Interestingly, we also found an age-dependent decrease in the volume of cortical as well as subcortical GM. Latter remained significant after correction for skull size in the caudate, putamen, and thalamus bilaterally for males and the thalamus bilaterally for females. Within the age range of 21 to 58 years, we found a linear decrease in GM volume with aging. Strikingly, this process proved to occur at a faster pace in males. Converging research evidence emphasizes the importance of considering age and sex interaction effects on the volumetric decline of subcortical structures. Li and his colleagues found this to be of key relevance for the hippocampus specifically, showing a linear negative correlation with age for males only [58]. Strikingly, for females, the pace of hippocampal volume decline has been found to occur at an even slower pace than whole brain volume loss. In contrast with this, a strong effect of aging on basal ganglia and thalamus volume changes has been observed primarily for females. The authors link these results to functional consequences involving predominantly psychomotor performance especially at later ages [59–61]. However, a number of studies did not find a significant effect of gender on cognitive performance or decline with age [62, 63]. While directly linking functional aspects to structural changes in brain anatomy might not be equivocal, elucidating effects of age×sex interaction on specific subcortical GM regions might well serve the investigation of related psychopathological alterations, such as MCI or AD.

The background of the disproportionate GM volume changes has not yet been elucidated, but the changes in hormone levels and the consequent sensitivity of the brain to hormonal effects are most certainly involved [64]. Sex hormones have been found to critically influence regional maturation of subcortical GM structures, e.g., higher circulating testosterone levels correlated positively with amygdala volume and negatively with hippocampal volume [65]. Estrogen among androgens has gained significant interest for its crucial role during brain development. Females with endogenous estrogen deficiency have been found to have disproportionately reduced hippocampal volumes and increased amygdala volume as compared to age-matched controls [66]. This might be related to the complex distribution of estrogen receptors throughout the brain. Distinct estrogen receptor subtypes have been identified in nearly all cell types of the central nervous system, and importantly, in brain regions typically associated with cognitive function such as memory and affective processing, e.g., the amygdala and the hippocampus [67]. Strikingly, the estrogen-related volume deficiency evidenced by structural neuroimaging has also been associated with functional consequences revealed by cognitiveassessment [68].

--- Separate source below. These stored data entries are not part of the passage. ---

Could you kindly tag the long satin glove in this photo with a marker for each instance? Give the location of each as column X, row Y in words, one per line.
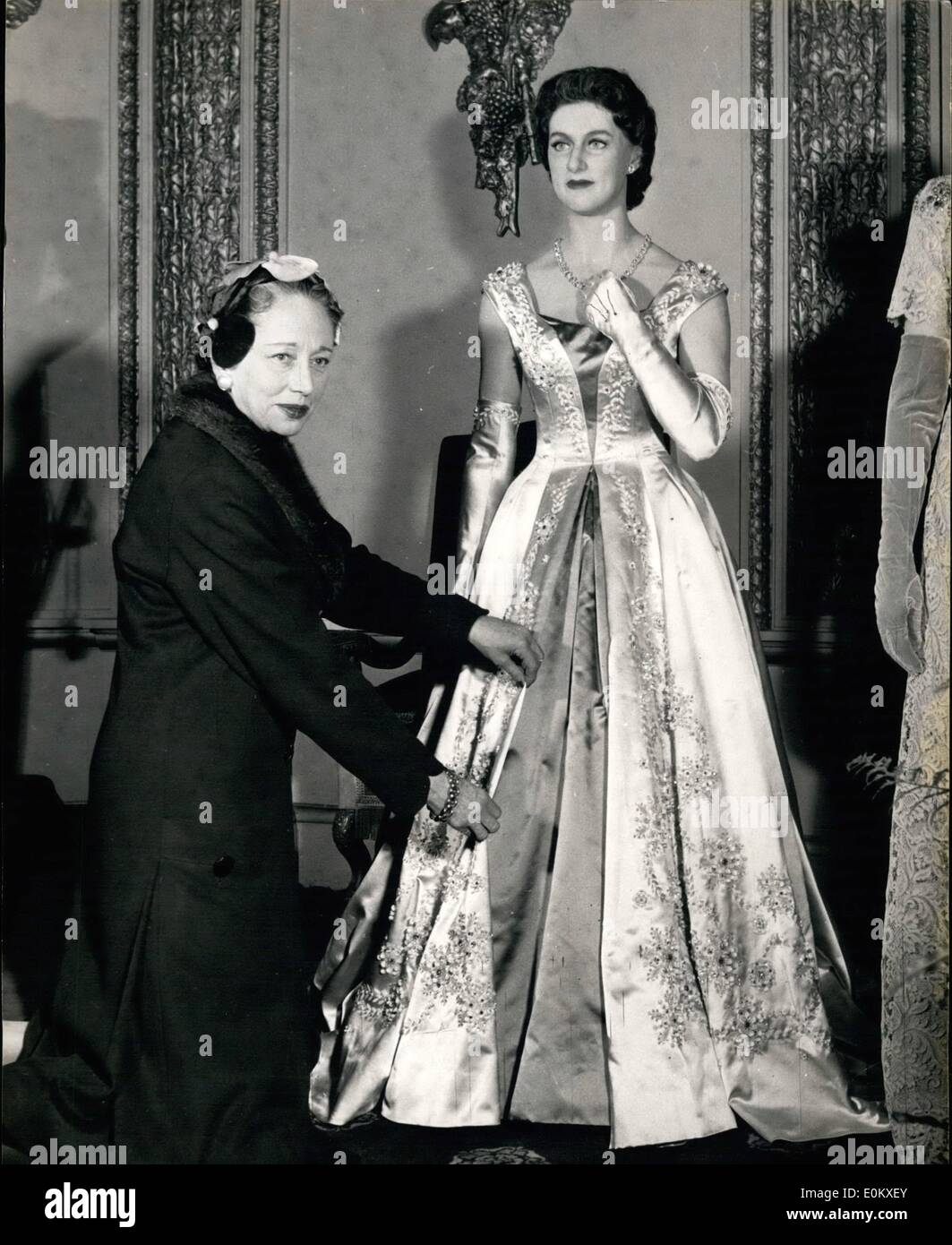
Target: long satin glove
column 693, row 408
column 917, row 399
column 489, row 467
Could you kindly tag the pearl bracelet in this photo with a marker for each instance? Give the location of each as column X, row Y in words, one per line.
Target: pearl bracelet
column 452, row 797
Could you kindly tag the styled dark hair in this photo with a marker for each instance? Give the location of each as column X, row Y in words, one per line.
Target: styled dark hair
column 236, row 331
column 616, row 92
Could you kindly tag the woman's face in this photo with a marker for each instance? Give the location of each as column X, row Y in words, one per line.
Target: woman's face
column 281, row 377
column 588, row 159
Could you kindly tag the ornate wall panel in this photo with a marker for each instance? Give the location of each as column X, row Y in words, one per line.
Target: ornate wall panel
column 759, row 426
column 187, row 75
column 198, row 172
column 268, row 85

Epidemiological results support the notion that age-related loss of steroid hormones is associated with an increasing risk to develop AD [69]. Above this, AD prevalence is higher in postmenopausal women as compared to age-matched men–not explained by the generally higher life expectancy for females [70, 71]. The crucial role of estrogen is supported by several lines of evidence, with early menopause having been associated with an increased prevalence of dementia [72]. Estrogen has been found to modulate neurogenesis and activation of new neurons in response to targeted cognitive demands in the hippocampus [73, 74]. This might be mostly dependent on brain derived estradiol concentration [75], suggesting the importance of neuronal, and especially hippocampal estrogen production [76]. Estrogen has a potent effect on inducing neurogenesis, neuronal morphology, and plasticity in specific areas of the hippocampus, such as the CA1 region and the dentate gyrus [74, 77–79]. An association between estrogen deficiency and hippocampal volume loss in females with clinically diagnosed MCI [80] might well serve as a potential common course leading to AD. However, there might be another crucial aspect, which should be emphasized when considering neuronal estrogen related hippocampus structure and function. A significant sex hormone cycle related effect on specific cognitive performance has only been found during initial testing and disappeared with repeated examinations of the same parameter, controlling for other confounding factors [81]. This occurred during an 8-week long testing period, which raises interesting questions about a life course perspective of hippocampus-related cognitive performance and the risks of consequent dementia. Furthermore, hormone treatment effects on the hippocampus in post menopause detected a limited window of opportunity to influence hippocampal volume. However, the larger hippocampal volumes associated with hormone treatment initiated at the time of menopause did not translate to improved cognitiveperformance [82].

Hippocampal volume loss appears to become accelerated in the postmenopausal period [83], which, associated with brain estrogen production decline, might be due to a significant reduction in neuronal plasticity primarily in the CA1 region. While postmenopausal hormone replacement therapy might spare the total hippocampal volume in a limited window of action, this might not be effective on the key areas of neuroproliferation. Consecutively, cognitive performance is not affected beneficially, eventually leading to the development of MCI or AD, due to the impaired cognitive reserve abilities influenced by several other factors (Fig. 1).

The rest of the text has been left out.